So, my question is: Can i somehow access a faceVariable and change it? For example, set a face to 1 if any neigboring cell has reached p1 > p_lim? I guess this is not a proper mathematical thing to do, but I couldn't think of another way to simulate this problem.
I will show a very reduced form of my model below.
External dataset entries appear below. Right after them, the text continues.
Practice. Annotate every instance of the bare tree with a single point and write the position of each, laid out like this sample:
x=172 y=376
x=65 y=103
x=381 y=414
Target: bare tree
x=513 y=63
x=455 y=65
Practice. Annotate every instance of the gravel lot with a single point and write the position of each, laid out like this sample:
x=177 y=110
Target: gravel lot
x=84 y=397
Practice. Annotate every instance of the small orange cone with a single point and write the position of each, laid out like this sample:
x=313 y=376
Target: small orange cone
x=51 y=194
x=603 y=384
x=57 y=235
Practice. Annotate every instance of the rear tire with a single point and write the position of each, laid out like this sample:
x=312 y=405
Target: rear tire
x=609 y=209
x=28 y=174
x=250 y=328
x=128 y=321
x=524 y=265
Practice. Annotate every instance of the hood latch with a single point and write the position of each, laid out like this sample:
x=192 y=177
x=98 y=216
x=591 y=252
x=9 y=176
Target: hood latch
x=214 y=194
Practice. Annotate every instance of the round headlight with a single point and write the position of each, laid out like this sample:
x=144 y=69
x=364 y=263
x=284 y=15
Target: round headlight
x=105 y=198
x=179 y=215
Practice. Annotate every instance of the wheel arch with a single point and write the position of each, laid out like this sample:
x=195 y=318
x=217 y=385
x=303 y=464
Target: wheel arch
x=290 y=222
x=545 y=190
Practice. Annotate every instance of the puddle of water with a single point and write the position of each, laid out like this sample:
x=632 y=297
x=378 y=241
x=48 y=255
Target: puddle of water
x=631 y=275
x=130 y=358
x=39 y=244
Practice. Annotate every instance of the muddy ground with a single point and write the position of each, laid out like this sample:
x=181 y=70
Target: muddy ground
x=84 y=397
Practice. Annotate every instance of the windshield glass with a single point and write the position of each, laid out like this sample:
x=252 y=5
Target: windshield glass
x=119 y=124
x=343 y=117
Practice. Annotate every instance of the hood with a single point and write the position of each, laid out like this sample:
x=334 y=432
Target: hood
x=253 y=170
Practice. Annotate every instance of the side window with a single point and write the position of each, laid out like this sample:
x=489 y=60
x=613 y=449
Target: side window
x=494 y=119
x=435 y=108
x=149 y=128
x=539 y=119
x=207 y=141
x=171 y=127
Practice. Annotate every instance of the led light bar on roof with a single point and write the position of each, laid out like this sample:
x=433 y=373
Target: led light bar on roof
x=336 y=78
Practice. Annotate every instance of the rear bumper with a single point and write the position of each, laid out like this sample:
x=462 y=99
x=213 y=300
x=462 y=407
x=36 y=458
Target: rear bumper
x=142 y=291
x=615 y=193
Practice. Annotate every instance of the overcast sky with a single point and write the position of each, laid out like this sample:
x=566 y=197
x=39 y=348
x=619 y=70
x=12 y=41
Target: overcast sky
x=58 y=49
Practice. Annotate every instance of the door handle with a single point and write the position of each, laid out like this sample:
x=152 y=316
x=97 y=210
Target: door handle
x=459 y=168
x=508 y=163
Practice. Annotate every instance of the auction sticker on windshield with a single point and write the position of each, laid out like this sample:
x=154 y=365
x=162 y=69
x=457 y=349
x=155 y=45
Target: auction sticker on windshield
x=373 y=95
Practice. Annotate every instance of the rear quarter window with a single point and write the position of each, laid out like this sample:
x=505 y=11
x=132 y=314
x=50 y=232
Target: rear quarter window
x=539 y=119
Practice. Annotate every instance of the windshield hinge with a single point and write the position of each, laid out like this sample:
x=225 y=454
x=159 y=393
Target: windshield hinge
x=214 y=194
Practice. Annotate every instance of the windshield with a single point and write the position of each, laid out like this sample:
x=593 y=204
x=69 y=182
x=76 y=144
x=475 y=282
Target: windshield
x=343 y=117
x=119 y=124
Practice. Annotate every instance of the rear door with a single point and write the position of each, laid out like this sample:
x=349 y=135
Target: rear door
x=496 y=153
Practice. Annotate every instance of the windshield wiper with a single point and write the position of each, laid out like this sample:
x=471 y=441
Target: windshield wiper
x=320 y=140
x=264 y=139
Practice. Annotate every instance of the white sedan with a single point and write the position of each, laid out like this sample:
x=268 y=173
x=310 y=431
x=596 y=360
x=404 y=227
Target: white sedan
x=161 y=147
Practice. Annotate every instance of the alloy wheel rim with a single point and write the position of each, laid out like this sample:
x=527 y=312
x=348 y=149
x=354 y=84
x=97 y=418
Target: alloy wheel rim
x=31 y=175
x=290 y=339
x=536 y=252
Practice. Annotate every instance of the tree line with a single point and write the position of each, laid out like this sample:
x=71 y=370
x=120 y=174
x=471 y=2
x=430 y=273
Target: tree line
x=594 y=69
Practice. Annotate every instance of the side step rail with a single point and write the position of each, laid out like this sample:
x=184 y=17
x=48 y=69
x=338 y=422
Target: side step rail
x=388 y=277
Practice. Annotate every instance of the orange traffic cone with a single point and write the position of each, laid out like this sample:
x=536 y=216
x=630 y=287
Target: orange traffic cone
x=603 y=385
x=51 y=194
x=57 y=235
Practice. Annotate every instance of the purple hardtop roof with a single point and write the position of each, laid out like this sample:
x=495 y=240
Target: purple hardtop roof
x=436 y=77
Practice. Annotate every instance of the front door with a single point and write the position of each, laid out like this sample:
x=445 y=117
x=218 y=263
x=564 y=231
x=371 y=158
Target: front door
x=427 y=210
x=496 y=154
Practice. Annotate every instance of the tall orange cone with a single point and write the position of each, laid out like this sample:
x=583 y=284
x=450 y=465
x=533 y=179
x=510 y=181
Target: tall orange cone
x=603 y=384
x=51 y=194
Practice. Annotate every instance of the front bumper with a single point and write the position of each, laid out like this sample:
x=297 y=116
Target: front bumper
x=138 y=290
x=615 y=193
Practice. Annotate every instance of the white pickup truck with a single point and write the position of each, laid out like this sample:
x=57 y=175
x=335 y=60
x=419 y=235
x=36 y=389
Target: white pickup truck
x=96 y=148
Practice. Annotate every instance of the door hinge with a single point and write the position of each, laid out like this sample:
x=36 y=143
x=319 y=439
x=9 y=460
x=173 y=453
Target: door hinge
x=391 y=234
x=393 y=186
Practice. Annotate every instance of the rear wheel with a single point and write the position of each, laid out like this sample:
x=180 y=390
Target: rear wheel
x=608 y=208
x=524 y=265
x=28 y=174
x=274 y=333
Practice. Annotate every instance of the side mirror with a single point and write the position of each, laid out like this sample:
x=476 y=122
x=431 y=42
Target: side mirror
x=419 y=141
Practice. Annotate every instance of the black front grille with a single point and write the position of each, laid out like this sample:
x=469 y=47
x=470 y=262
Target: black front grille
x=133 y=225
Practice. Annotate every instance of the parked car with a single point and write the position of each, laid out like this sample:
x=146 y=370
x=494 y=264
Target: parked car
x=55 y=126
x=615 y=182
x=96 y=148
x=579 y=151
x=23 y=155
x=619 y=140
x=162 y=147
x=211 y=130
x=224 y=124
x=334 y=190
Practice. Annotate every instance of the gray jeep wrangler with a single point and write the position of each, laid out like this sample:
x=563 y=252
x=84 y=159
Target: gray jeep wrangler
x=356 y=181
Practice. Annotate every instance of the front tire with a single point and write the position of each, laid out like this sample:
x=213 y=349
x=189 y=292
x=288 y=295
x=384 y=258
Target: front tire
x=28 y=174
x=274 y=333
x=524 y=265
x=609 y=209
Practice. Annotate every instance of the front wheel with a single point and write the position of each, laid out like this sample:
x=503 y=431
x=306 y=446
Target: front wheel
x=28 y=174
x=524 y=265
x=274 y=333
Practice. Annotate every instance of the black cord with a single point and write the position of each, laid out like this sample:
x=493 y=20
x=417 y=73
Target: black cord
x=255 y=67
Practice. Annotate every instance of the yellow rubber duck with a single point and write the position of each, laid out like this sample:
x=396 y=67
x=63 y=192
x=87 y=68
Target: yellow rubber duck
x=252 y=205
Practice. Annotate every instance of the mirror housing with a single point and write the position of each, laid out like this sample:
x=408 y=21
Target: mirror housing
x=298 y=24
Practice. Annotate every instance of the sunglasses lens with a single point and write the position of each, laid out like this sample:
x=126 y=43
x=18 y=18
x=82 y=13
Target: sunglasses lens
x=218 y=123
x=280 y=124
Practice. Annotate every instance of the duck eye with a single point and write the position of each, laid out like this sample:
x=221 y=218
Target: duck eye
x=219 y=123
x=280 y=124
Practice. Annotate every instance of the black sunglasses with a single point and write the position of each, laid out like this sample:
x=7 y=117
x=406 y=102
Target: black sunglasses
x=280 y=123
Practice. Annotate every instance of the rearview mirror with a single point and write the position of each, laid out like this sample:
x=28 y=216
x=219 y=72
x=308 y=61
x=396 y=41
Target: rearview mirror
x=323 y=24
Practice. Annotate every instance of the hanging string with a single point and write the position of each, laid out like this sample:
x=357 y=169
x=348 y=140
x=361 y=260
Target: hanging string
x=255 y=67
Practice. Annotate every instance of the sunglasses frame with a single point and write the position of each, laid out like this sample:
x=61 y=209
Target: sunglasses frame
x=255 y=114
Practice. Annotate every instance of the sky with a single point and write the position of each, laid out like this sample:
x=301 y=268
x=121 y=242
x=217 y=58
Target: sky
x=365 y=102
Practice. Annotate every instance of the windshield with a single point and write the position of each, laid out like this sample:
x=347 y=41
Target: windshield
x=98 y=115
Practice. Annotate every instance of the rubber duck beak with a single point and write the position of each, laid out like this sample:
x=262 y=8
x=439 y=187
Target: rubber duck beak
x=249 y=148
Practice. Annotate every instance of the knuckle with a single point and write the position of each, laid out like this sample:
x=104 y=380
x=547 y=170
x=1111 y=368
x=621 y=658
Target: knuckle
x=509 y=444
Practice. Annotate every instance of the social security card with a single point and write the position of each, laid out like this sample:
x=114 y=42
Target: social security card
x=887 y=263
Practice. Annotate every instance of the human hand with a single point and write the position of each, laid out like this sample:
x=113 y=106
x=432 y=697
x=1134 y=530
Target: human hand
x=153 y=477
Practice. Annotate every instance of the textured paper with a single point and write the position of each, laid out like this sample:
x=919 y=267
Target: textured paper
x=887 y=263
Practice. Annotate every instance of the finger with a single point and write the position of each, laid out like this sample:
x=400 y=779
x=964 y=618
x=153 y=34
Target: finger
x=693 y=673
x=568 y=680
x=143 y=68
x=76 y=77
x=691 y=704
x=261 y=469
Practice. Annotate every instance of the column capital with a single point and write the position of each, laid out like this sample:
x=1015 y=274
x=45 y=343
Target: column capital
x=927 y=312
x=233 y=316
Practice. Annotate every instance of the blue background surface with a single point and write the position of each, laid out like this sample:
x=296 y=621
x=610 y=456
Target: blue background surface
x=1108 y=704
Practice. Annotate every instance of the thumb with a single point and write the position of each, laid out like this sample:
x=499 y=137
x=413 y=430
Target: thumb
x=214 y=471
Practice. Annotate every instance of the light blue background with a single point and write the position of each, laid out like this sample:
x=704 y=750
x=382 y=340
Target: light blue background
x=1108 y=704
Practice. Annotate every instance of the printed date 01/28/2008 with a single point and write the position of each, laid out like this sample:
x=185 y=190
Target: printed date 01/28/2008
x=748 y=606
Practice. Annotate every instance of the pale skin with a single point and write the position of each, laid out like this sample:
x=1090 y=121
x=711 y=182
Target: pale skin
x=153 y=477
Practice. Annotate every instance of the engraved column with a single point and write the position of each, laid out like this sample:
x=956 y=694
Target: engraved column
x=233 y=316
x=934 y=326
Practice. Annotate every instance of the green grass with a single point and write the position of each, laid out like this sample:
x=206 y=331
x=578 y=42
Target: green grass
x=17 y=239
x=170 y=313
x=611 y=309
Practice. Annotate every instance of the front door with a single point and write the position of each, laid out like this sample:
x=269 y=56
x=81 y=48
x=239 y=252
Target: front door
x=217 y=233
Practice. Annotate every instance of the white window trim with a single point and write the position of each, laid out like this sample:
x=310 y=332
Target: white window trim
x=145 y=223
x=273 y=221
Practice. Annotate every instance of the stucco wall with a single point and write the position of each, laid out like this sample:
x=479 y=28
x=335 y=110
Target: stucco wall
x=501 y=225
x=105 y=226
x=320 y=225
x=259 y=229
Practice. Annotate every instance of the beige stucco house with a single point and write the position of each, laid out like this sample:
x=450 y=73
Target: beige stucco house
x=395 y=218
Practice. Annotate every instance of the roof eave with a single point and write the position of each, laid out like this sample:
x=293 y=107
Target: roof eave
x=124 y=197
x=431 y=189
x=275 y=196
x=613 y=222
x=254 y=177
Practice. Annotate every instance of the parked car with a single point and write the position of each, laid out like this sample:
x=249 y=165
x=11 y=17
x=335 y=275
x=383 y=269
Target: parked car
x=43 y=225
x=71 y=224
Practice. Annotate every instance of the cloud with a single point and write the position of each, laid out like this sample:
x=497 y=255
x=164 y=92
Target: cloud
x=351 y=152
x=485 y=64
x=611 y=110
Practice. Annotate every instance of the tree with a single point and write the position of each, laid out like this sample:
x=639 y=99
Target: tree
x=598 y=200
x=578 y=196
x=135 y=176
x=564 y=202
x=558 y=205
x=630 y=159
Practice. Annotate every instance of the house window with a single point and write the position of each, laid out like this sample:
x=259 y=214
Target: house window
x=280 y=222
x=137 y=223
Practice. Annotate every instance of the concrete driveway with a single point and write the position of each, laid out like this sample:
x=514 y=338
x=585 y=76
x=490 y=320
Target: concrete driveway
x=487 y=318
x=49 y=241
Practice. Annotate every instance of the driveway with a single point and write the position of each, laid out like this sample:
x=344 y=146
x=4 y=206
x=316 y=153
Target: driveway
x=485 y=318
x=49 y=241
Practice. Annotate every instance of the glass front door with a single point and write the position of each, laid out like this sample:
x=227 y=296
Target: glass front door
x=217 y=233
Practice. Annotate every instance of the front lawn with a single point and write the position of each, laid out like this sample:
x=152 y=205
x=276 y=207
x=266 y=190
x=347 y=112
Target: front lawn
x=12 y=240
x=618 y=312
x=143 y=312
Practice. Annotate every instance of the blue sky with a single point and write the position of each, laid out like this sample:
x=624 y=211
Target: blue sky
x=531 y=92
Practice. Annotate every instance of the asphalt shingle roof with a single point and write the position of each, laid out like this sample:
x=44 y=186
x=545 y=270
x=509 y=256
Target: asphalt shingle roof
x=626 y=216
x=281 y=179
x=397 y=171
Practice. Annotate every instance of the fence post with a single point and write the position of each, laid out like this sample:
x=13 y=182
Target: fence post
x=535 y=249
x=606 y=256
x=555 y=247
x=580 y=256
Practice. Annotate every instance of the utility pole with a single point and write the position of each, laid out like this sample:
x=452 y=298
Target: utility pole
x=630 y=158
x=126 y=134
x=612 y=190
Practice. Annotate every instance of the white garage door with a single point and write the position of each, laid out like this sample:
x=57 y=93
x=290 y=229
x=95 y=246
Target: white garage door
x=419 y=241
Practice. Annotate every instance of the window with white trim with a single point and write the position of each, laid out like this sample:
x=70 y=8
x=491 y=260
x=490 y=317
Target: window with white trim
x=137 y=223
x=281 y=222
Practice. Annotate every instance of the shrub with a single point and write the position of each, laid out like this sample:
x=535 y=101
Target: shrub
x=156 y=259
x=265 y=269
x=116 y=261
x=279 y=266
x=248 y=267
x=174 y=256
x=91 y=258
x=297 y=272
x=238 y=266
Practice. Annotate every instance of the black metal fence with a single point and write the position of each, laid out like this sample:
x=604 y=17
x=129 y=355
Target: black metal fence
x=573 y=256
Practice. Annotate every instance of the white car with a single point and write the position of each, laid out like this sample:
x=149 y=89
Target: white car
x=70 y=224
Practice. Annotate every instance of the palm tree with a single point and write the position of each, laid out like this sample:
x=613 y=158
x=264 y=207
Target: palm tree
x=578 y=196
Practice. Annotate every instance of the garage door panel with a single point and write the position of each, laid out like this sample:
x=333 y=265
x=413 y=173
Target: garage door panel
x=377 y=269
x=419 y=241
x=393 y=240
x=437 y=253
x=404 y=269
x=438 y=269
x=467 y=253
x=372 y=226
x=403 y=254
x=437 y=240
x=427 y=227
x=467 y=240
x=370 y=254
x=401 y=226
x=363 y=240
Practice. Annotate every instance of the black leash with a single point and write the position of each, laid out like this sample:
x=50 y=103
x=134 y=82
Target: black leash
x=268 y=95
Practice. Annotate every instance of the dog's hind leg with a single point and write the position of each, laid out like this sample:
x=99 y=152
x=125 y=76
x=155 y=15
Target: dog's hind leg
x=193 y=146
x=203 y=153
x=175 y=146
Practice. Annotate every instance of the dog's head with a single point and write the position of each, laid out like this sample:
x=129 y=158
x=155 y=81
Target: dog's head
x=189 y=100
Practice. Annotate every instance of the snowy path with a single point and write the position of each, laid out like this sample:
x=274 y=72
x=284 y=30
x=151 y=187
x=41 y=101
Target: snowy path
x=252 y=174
In any case, I thank you very much for your time!
##### produce mesh
nx= 5.
ny= nx
dx = 1.
dy = dx
L = nx*dx
mesh = Grid2D(nx=nx,ny=ny,dx=dx,dy=dy)
#parameters
h1 = 0.5 # production rate of p
Db = 10. # diffusion coeff of b
p_lim=0.1
# cell variables
z = CellVariable(name="z",mesh=mesh,value=0.)
b1 = CellVariable(name="b1",mesh=mesh,hasOld=True,value=0.)
p1= CellVariable(name="p1",mesh=mesh,hasOld=True,value=0.)
# equations
eqb1 = (TransientTerm(var=b1)== DiffusionTerm(var=b1,coeff=Db*z.arithmeticFaceValue)-ImplicitSourceTerm(var=b1,coeff=h1))
eqp1 = (TransientTerm(var=p1)==ImplicitSourceTerm(var=b1,coeff=h1))
# set b1 to 10. in the center of the grid
b1.setValue(10.,where=((x>2.)&(x<3.)&(y>2.)&(y<3.)))
vi=Viewer(vars=(b1,p1),FIPY_VIEWER="matplotlib")
eq = eqb1 & eqp1
from builtins import range
for t in range(10):
b1.updateOld()
p1.updateOld()
z.setValue(z + 0.1,where=((p1>=p_lim) & (z < 1.)))
eq.solve(dt=0.1)
vi.plot()
In addition to .arithmeticFaceValue, FiPy provides other interpolators between cell and face values, such as .harmonicFaceValue and .minmodFaceValue.
These properties are implemented using subclasses of _CellToFaceVariable, specifically _ArithmeticCellToFaceVariable, _HarmonicCellToFaceVariable, and _MinmodCellToFaceVariable.
You can also make a custom interpolator by subclassing _CellToFaceVariable. Two such examples are _LevelSetDiffusionVariable and ScharfetterGummelFaceVariable (neither is well documented, I'm afraid).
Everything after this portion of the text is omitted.